Smoke Absorption taste test?


 

J Reyes

TVWBB Pro
Has anyone completed a smoke absorption/taste test between a complete cook in a smoker vs. part smoker and part finishing in an oven?

Example:
Please two equal sized butts (brisket, etc.) onto the WSM with equal amounts of rub, mop, etc. except take one out when the meat reaches 120 to 140 and place in the oven and take both off their heat sources at the same internal temperature (say 190 or so) and compare how they taste.

More than most would want to learn about smoke absorption is at this link.
http://www.dallasbar-b-q.com/look.htm

The article above concludes that smoke continues to be absorbed into meat through the end of the cook, but most smoke is absorbed below 120 degrees.

Positive taste results of the oven finishing may diminish some of the benefits of the automatic temp control devices or even the WSM if satisfactory smoke adsorption at low temps can be completed with a kettle and finished in an oven.

John
 
There is mis-information at the first link and the information at the second lacks clarity and is occasionally inaccurate or confusing.

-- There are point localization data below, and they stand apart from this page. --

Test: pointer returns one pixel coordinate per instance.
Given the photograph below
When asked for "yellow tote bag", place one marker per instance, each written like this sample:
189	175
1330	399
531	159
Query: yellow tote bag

Optimal temps for smoke flavoring is not 1200F, it is 570-700F. At temps above 700F there is significant breakdown of flavor molecules resulting in mostly flavorless elements and many harsh elements. (Note that these are not cook temps but combustion temps.) Additionally, smokering formation is not 'the result of a long slow cooking process'; it need not be very long at all. The process is chemical-specific and somewhat temp-specific but not very time-specific. Furthermore, though it can be argued that a smokering has flavor, it is not necessarily smoke flavor and it's presence or lack of presence in no way indicates the presence or lack of significant smoke flavoring. "Low heat, less than 200 degrees F, applied over a long period of time enables the meat to actually cook and heat evenly from the inside to the outside." Well, no, not necessarily. Temps that low over a long period can ruin a piece of meat--it depends on the specific cut in question.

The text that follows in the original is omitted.